EV-Pose: Event-Camera-Enhanced High-Frequency Visual Positioning Service for Accurate Drone Landing

IEEE TMC Submissions

Demo video

EV-Pose estimates the drone 6-DoF pose by redesigning drone-oriented VPS with event cameras. Compared to conventional VPS systems, EV-Pose enables rapid and high-frequency drone pose tracking, ensuring precise flight control and landing.

EV-Pose redesigns drone-oriented VPS with event cameras.


Abstract

Real-time 6-DoF drone pose tracking enables precise flight control and accurate drone landing. With the widespread availability of urban 3D maps, the Visual Positioning Service (VPS) has been adapted for drone landing to overcome GPS unreliability, serving as a global localization system that yields absolute global coordinates by continuously aligning visual features with the prior 3D map. However, deploying conventional vision-based VPS on highly dynamic drones faces bottlenecks in both pose estimation accuracy and efficiency. In this work, we pioneer EV-Pose, an event camera-enhanced VPS designed to deliver drift-free, absolute global coordinates at ultra-high frequencies for drones. EV-Pose addresses the 2D-3D modality gap via a novel Spatio-Temporal Feature-instructed Pose Estimation module, which extracts a Temporal Distance Field (TDF) to enable continuous, differentiable matching with a prior 3D point map for pose estimation. To fully exploit this formulation, we propose a Motion-aware Hierarchical Fusion and Optimization scheme. This architecture utilizes onboard IMU motion information for fine-grained early-stage event filtering and seamlessly optimizes pose estimation in a later-stage factor graph. Evaluation shows that EV-Pose achieves a rotation accuracy of 1.76$\degree$ and a translation accuracy of 7.5mm with a latency of 10.08 ms, outperforming baselines by >40% and enabling accurate drone landings.

Event Camera Preliminary

Event cameras are bio-inspired sensors that differ from traditional frame cameras.
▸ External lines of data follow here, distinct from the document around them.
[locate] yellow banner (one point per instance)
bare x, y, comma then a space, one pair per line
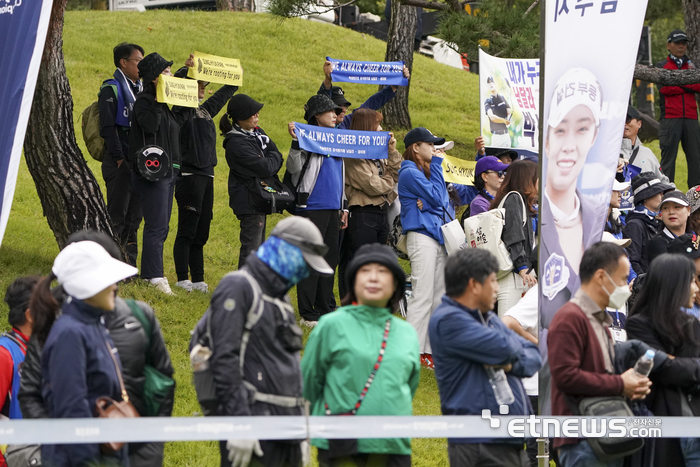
216, 69
177, 91
458, 171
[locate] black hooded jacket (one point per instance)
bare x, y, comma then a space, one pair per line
131, 342
248, 157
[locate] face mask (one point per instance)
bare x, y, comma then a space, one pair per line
619, 296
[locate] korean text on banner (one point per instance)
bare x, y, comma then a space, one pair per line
458, 171
216, 69
349, 71
177, 91
343, 143
585, 98
509, 90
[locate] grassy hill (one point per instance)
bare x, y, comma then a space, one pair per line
283, 68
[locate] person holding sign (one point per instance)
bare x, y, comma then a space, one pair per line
194, 190
154, 124
499, 112
369, 185
250, 154
336, 93
320, 187
421, 179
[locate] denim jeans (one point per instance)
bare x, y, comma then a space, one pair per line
581, 455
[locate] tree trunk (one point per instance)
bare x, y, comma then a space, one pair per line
399, 46
224, 5
665, 77
69, 194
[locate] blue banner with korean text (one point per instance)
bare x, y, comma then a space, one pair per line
23, 26
343, 143
349, 71
585, 94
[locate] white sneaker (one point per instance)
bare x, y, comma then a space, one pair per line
161, 283
308, 324
186, 284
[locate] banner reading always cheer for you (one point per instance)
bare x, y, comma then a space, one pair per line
586, 93
509, 92
343, 143
216, 69
177, 91
350, 71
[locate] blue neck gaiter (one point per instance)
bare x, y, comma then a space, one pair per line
285, 259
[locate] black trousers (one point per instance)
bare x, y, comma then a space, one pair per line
195, 204
122, 205
486, 455
687, 132
364, 460
366, 225
315, 292
156, 204
252, 235
275, 454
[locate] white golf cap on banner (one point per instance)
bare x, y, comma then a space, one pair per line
85, 268
620, 186
577, 86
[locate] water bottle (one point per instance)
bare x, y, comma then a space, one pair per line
500, 386
645, 363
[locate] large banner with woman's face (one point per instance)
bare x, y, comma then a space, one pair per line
589, 57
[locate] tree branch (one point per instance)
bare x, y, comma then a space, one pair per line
663, 77
427, 4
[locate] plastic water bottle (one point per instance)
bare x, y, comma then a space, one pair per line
500, 386
645, 363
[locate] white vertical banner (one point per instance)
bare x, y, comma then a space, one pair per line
589, 56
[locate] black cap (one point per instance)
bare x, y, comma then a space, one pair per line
319, 104
633, 113
677, 35
421, 135
375, 253
152, 66
675, 196
647, 184
337, 96
242, 107
687, 244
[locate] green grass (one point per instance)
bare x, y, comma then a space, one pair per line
283, 68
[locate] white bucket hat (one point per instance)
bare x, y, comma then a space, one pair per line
84, 269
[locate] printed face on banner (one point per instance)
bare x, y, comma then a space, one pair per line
509, 92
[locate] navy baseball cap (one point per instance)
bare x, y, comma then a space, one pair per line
677, 35
421, 135
489, 163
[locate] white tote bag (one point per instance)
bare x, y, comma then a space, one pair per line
484, 231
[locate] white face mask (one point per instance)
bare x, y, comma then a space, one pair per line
619, 296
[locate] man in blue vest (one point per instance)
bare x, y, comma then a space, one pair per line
13, 344
116, 101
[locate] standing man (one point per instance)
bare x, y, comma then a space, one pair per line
632, 150
582, 350
679, 113
468, 341
115, 102
498, 111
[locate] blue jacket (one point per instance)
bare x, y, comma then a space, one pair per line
375, 102
414, 186
77, 369
462, 345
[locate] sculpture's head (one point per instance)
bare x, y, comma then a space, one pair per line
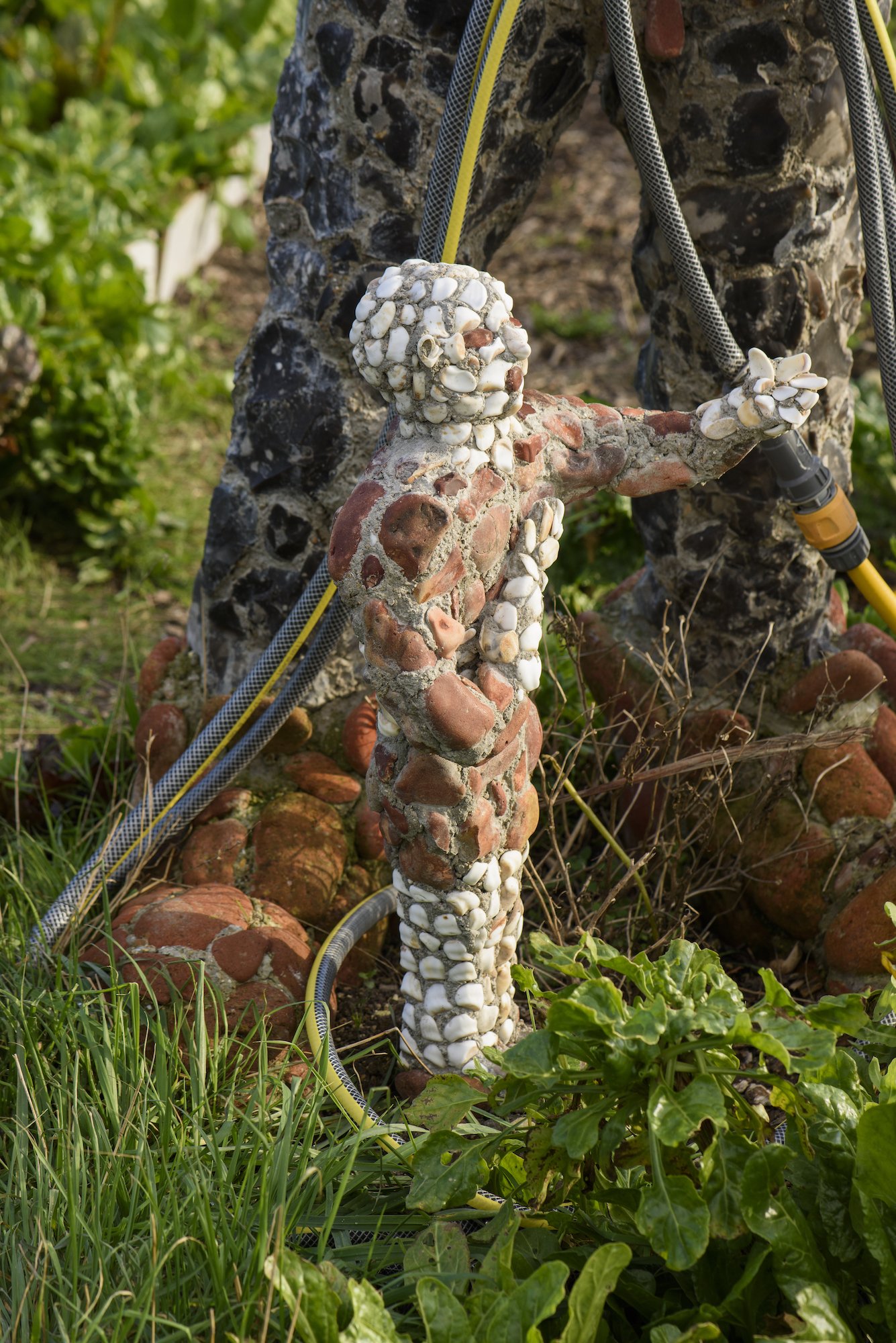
439, 342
Specifically, frame cameras capture synchronous images with a global shutter at fixed time intervals, while output of an event camera is event streams with $ms$-level resolution, as shown in Fig. (a). Each pixel in an event camera independently responds to changes in brightness asynchronously. Each event \( e = (\boldsymbol{x}, i, p) \) represents a pixel at location \(\boldsymbol{x} = (u, v)\) has undergone a predefined magnitude change in brightness at a time \( i \), as shown in Fig. (b). \( p \) is polarity of intensity change, which is 'ON' for brighter and 'OFF' for darker.

Image 1

RGB camera-based VPS & event camera-enhanced VPS

(a) Current VPS uses an RGB camera, an IMU, and 3D point clouds for pose estimation.
(b) EV-Pose leverages event cameras for accurate and low-latency 6-DoF drone pose tracking.

Image 1

System Overview

From a top-level perspective, we design EV-Pose, an event-based 6-DoF pose tracking system for drones that redesign current VPS with event camera. EV-Pose leverages prior 3D point maps and temporal consistency between event camera and IMU to achieve accurate, low-latency drone 6-DoF pose tracking.
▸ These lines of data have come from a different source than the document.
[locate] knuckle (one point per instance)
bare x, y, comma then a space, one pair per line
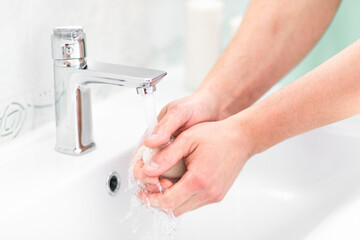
215, 194
186, 135
174, 109
167, 204
199, 181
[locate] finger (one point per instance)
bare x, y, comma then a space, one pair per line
200, 205
173, 197
165, 183
171, 121
163, 112
188, 205
169, 156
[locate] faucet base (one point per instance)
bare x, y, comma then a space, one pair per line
78, 151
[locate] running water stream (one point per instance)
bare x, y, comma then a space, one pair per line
164, 224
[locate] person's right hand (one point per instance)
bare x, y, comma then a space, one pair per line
182, 114
174, 118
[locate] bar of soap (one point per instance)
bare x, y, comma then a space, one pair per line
174, 173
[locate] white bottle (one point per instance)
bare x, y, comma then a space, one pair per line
203, 39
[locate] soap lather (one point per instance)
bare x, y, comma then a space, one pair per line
174, 173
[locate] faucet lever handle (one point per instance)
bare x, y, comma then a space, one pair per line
68, 43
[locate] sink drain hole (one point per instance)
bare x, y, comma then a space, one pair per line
113, 183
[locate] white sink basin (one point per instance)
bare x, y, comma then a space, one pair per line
293, 191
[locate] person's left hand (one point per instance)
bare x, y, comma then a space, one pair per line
214, 154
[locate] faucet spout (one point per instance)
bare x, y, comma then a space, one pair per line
73, 74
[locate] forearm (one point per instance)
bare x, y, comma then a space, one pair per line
273, 38
327, 94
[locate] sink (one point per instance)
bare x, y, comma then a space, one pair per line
299, 189
289, 192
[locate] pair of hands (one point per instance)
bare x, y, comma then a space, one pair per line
214, 152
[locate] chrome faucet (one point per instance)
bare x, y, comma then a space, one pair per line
73, 74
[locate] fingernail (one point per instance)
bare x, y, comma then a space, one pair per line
151, 166
152, 137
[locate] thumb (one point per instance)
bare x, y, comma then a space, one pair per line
168, 157
170, 122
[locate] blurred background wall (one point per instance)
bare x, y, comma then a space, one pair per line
137, 32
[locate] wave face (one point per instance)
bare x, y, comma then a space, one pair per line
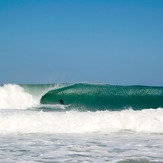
106, 97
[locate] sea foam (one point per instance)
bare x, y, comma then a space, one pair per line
144, 121
13, 96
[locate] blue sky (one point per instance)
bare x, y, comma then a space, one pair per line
100, 41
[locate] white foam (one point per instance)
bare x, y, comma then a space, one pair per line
146, 121
13, 96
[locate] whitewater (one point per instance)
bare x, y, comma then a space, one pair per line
124, 123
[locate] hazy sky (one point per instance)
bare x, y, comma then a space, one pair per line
97, 41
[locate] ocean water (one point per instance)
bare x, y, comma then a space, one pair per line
97, 123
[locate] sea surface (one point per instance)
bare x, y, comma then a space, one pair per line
81, 122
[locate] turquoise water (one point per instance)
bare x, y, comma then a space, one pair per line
97, 123
106, 97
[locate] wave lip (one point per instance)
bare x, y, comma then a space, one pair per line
106, 97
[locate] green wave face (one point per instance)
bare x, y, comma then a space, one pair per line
106, 97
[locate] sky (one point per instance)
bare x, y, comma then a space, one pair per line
96, 41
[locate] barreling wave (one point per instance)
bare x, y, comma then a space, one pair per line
106, 97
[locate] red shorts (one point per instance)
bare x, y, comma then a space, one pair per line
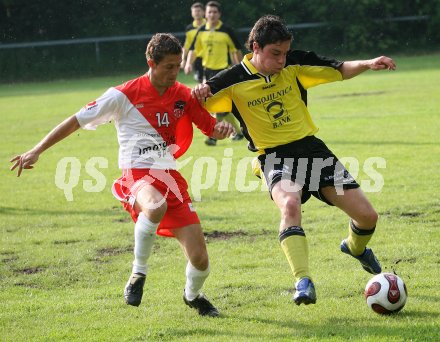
170, 184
(i) Feature-instructed Pose Estimation (STPE) module (§ 4). This module first introduces the concept of a separated polarity time-surface, a novel spatio-temporal representation for event streams (§4.1). Subsequently, it leverages the temporal relationships among events encoded in the time-surface to generate a distance field, which is then used as a feature representation for the event stream (§4.2). Finally, the 2D event-3D point map matching module models the drone pose estimation problem, which aligns the event stream’s distance field feature with the 3D point map, thus facilitating absolute pose estimation of the drone (§4.3).

(ii) Motion-aware Hierarchical Fusion and Optimization (MHFO) scheme (§5). This scheme first introduces motion-optical flow-instructed event filtering (§5.1), which combines drone motion information with structural data from the 3D point map to predict event polarity and perform fine-grained event filtering. This approach fuses event camera with IMU at the early stage of raw data processing, improving the efficiency of matching-based pose estimation. This scheme then introduces a graph-informed joint fusion and optimization module (§5.2). This module first infers the drone's relative motion through proprioceptive tracking and then uses a carefully designed factor graph to fuse these measurements with exteroceptive data from the STPF module. This fusion, performed at the later stage of pose estimation, further improves the accuracy of matching-based pose estimation.

Relationship between STPE and MHFO. STPE extracts a temporal distance field feature from the event stream and aligns it with a prior 3D point map to facilitate matching-based drone pose estimation. To further enhance efficiency and accuracy of estimation, EV-Pose incorporates MHFO, which leverages drone motion information for early-stage event filtering, which reduces the number of events involved in matching, and later-stage pose optimization, which recovers scale and produces a 6-DoF trajectory with minimal drift.

Image 1

Implementation and Experiments Setup

As illustrated in figure, EV-Pose is implemented using a 450 mm-wide drone equipped with
(i) a Prophesee EVK4 HD event camera with 1280 x 720 resolution;
(ii) a D435i Depth camera for frame image capture;
(iii) a Pixhawk 4 flight controller for drone control and IMU measurements.
EV-Pose runs on an Intel NUC with a Core i7 CPU, 16GB RAM, and Ubuntu 20.04. Indoor and outdoor environment mapping is completed in advance using the Livos MID-360 LiDAR and FAST-LIO2 algorithm. All algorithms of EV-Pose are implemented in C++ and ROS.
Image 1


We conduct field studies of EV-Pose both indoors and outdoors to evaluate its pose tracking performance, as shown in Fig 10. The drone flies along a square spiral trajectory within the test field. The environment is pre-mapped, and the drone operates in the 3D point-mapped environment for pose estimation. In indoor settings, the drone's pose ground truth is obtained using a CHINGMU Motion Capture system with 16 MC1300 infrared cameras operating at 210 FPS. For outdoor settings, we deployed a private RTK station using a Hi-Target D8 to provide accurate ground truth. We conduct 20+ hours of extensive experiments, collecting 200+GB of raw data.
Image 1